Melihat pada belasan chat yang kukirim pada Salsa.
[Sa! Lo di mana]
[Kita perlu bicara]
[Kok bisa-bisanya sih, Sa ... Jordy si peneror ulung ada di kamar lo?]
[Sa, kita perlu bicara]
Lalu stiker-stiker lain untuk mengekspresikan tanya dan rasa kesalku.
Bermenit-menit, berjam-jam belum juga centang dua, apalagi centang biru. Shit! Dia memblokirku kah? Jika benar kita harus membuat perhitungan, Sa. Musuh paling berbahaya itu adalah ketika ia seperti api dalam sekam.
❤️❤️❤️
Pagi ini hampir segala penjuru kampus kujelajahi, tapi tak juga kutemukan Salsa.
Saat bersama Angel Genk mataku tak sengaja menangkap sosok Salsa. Ia berjalan dengan memakai hoodie dan masker di mulutnya. Mungkin gadis itu pikir aku akan tertipu. Dasar penyamarannya sangat amatir. Tampil berbeda seperti itu justru menarik perhatian.
Berjalan cepat padanya, saat jarak kami hanya beberapa senti segera kutarik masker yang menutupi mulutnya. Menyilangkan tangan di dada, kutatap kesal padanya.
"Kalau lo gak salah, lo pasti nggak akan menghindar kek gini."
Salsa terdiam, tentu saja karena ia merasa bersalah. Sial! Dugaanku kali ini benar.
"Dasar pengkhianat!"
Awalnya gadis itu terlihat pasrah, tapi saat orang-orang di sekitar kami mendekat, Salsa tiba-tiba berani. Pasti karena image.
"Kenapa kalau gue pengkhianat? Apa gue harus jadi kacung lo selamanya?" Suara Salsa mengeras.
"Apa? Jadi benar?" Aku masih tidak percaya melihat reaksinya. Tadinya hati ini berharap bahwa Salsa melakukannya karena tekanan Jordy, tapi ternyata karena dendam pribadi yang tidak aku mengerti.
"Gue capek ya lihat lo yang terlalu sempurna. Gue juga mau lo kaya yang lain nggak sok-sokan virgin."
Tanganku sudah terangkat akan menampar pipi gadis itu, tapi Tasya memegangi. Aku menatap Salsa penuh amarah.

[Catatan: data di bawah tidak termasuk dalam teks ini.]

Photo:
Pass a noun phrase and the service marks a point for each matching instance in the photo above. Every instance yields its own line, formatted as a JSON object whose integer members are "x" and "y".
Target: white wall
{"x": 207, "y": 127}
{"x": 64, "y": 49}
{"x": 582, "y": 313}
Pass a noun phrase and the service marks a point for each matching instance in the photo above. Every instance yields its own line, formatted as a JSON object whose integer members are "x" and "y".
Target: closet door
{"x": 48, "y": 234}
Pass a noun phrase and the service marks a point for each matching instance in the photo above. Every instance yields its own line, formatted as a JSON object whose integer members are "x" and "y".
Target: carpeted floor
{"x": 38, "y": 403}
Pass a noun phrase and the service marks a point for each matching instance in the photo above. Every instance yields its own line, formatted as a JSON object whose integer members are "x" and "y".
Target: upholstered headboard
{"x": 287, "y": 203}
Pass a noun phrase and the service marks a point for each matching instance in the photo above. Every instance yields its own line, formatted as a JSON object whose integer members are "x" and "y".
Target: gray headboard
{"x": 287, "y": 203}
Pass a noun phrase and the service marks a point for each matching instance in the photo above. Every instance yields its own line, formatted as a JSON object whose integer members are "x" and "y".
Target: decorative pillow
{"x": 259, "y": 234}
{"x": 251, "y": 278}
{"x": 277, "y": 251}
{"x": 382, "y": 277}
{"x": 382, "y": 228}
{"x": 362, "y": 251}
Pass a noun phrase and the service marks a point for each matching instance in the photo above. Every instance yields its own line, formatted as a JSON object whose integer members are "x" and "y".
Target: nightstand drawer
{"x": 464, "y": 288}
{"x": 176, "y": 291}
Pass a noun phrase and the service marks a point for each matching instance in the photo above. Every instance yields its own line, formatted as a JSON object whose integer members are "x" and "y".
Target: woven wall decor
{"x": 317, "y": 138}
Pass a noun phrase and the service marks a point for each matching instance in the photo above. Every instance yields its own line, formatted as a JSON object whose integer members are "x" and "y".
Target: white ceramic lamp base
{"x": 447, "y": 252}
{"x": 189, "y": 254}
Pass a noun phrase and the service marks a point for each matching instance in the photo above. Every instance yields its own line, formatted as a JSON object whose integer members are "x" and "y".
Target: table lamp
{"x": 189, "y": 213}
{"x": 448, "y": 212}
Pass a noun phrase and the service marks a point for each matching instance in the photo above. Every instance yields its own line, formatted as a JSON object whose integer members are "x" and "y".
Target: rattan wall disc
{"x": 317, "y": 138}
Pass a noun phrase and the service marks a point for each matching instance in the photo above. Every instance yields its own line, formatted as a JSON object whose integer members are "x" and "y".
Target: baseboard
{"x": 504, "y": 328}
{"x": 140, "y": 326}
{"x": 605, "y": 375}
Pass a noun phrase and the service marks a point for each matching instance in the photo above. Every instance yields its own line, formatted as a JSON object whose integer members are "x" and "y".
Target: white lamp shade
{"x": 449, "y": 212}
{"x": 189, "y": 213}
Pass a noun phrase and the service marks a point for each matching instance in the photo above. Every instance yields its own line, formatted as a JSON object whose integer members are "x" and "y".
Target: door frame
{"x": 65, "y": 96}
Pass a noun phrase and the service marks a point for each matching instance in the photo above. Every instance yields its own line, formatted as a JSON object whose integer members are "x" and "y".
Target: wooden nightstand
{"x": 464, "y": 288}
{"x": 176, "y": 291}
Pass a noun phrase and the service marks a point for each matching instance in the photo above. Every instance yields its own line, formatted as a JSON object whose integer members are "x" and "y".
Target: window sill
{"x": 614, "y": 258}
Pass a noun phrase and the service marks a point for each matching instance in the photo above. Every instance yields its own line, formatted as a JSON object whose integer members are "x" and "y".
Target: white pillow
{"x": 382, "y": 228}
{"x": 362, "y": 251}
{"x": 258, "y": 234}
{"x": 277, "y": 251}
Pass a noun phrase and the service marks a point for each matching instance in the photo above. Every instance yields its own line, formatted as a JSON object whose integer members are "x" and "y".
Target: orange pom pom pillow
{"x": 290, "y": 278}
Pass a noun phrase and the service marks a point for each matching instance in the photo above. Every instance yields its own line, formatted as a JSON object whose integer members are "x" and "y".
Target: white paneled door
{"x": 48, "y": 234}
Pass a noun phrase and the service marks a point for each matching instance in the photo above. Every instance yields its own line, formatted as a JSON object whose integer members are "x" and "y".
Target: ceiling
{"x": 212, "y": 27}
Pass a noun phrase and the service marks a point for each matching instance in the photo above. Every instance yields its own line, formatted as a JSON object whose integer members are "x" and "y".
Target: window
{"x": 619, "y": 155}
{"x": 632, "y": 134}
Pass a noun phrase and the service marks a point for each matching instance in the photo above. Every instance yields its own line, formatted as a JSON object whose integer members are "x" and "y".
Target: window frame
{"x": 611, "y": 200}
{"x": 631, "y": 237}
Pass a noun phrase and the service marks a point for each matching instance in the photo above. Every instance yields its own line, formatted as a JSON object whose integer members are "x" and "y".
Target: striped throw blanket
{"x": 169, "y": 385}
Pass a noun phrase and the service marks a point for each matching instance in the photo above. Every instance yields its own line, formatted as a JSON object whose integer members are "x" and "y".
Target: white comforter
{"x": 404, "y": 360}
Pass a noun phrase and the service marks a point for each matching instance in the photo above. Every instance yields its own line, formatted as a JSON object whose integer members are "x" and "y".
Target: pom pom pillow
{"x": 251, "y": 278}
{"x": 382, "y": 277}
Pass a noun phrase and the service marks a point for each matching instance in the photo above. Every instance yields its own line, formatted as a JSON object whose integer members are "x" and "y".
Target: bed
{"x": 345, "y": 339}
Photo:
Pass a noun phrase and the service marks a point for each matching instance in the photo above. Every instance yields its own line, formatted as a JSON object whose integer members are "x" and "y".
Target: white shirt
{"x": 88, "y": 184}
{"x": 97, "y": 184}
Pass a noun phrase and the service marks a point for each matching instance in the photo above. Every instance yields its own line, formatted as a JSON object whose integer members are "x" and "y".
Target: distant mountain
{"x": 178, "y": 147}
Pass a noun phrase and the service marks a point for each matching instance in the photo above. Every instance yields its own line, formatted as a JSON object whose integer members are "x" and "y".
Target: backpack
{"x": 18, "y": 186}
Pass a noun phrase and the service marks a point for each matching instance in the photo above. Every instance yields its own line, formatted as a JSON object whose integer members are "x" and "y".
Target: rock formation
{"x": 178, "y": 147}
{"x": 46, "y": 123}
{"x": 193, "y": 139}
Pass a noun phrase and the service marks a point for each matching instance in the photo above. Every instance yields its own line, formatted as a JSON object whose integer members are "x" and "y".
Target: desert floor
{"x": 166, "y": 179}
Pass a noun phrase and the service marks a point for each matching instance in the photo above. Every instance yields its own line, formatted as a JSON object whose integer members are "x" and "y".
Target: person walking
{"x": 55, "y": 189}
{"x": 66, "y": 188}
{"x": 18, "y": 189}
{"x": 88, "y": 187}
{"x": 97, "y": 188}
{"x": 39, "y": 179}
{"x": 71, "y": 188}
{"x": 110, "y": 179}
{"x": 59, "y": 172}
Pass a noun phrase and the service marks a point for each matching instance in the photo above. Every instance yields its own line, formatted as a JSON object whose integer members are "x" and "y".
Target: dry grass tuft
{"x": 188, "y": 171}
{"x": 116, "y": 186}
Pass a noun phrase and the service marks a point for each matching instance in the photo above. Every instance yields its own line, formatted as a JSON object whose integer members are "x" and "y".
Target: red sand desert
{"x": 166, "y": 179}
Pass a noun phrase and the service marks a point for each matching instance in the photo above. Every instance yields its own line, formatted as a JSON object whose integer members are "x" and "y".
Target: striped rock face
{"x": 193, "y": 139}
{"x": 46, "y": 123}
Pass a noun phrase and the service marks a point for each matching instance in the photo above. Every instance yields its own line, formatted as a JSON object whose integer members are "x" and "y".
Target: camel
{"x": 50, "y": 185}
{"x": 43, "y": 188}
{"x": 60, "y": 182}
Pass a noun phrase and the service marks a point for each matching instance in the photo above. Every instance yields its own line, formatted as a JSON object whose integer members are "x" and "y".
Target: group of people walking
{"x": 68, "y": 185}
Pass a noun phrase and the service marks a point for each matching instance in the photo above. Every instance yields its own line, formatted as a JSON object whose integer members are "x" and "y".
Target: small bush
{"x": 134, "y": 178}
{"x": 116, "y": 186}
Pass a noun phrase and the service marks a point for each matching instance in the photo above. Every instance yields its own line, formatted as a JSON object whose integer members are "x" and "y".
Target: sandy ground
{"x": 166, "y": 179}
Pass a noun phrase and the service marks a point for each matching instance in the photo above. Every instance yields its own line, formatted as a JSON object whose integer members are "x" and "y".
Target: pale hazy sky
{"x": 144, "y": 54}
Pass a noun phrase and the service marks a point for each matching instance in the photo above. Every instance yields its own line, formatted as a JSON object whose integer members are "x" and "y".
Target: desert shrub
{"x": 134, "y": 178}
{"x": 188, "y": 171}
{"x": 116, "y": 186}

"Heh, kalian sampai kapan jadi kacungnya Angel? Kalian rusak sedang dia ... ibarat madu di tengah kalian!" Salsa berlalu.
Damn! Semua orang melihat padaku, juga teman-teman menatap dengan pandangan yang berbeda dari biasanya.
❤️❤️❤️
Melihat Pak Fathan di lorong kampus menuju kantor rektor. Kupercepat langkah mengimbanginya. Dosen baru itu pasti dipanggil juga atas kasusku kemarin. Melihat jalannya yang dipercepat dia sepertinya sadar maksudku. Aku tersenyum, tiba-tiba muncul ide di kepala.
"Aduh!" Aku pura-pura jatuh, dalam sekejap ria itu berbalik.
"Ada apa?" Wajah tampan dosen itu sangat cemas. Pasti ia pikir aku tengah keseleo karena high heels. Refleks ia terduduk ingin menolong.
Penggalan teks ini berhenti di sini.